In general, we assume that each task Z(t) has a related descriptor m(t) (a scholar was given when the task was first introduced). Scholars are not aware of future tasks or the assignment of task descriptors. Descriptors are represented by the eigenvector Ø(m(t)Rdm, where Ø(·) performs feature extraction and non-linear datum transformations on (possibly) features. Although there are different descriptors in common tasks, we There is no assumption about the uniqueness of Ø(m(t). In addition, each task has relevant training data X(t) to learn the model; in case of RL tasks, the data is traced (through the agent's experience in the environment) Dynamically obtained) composition.
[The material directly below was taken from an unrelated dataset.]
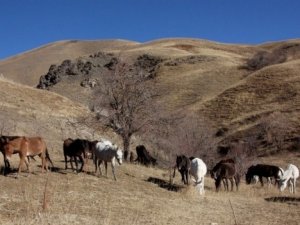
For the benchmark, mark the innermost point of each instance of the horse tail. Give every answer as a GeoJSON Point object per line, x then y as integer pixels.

5. Lifelong Learning of Task Descriptors

We combine task descriptors into lifelong learning through a coupled dictionary to ensure that descriptors and learning strategies enhance each other. Although focused on RL tasks, our approach can easily adapt to classification or regression as described in the appendix.

5.1 Coupled Dictionary Optimization

As mentioned above, most of the multitasking and lifelong learning methods have successful cases - factoring the strategy parameters θ(t) for each task as a shared benchmark: θ(t) = Ls(t) Sparse linear combination. In terms of efficiency, each column of shared benchmarks L serves as a reusable strategy component that represents a cohesive knowledge block. In lifelong learning, the benchmark L is refined over time as the system learns more tasks. The coefficient vector S = [s(1). . . . S(T) encodes task strategies on a shared basis and provides an embedded task based on how their strategies share knowledge.

We make similar assumptions about the descriptor task - the descriptor feature Ø (m(r)) can be linearly decomposed by using a potential datum D Rdm × k of the descriptor space. The coefficients are the capture relations of the descriptor bases (based on the commonality of embedded tasks in their descriptors). From a co-view perspective, both strategies and descriptors provide information about tasks so they can learn from each other. For each of the two viewpoints, the basic tasks are common, so our task is to find the embedded strategies and the corresponding task descriptors. We can achieve this by coupling two benchmarks L and D, sharing the same coefficient vector reconstruction strategy and descriptor. So for task Z(t)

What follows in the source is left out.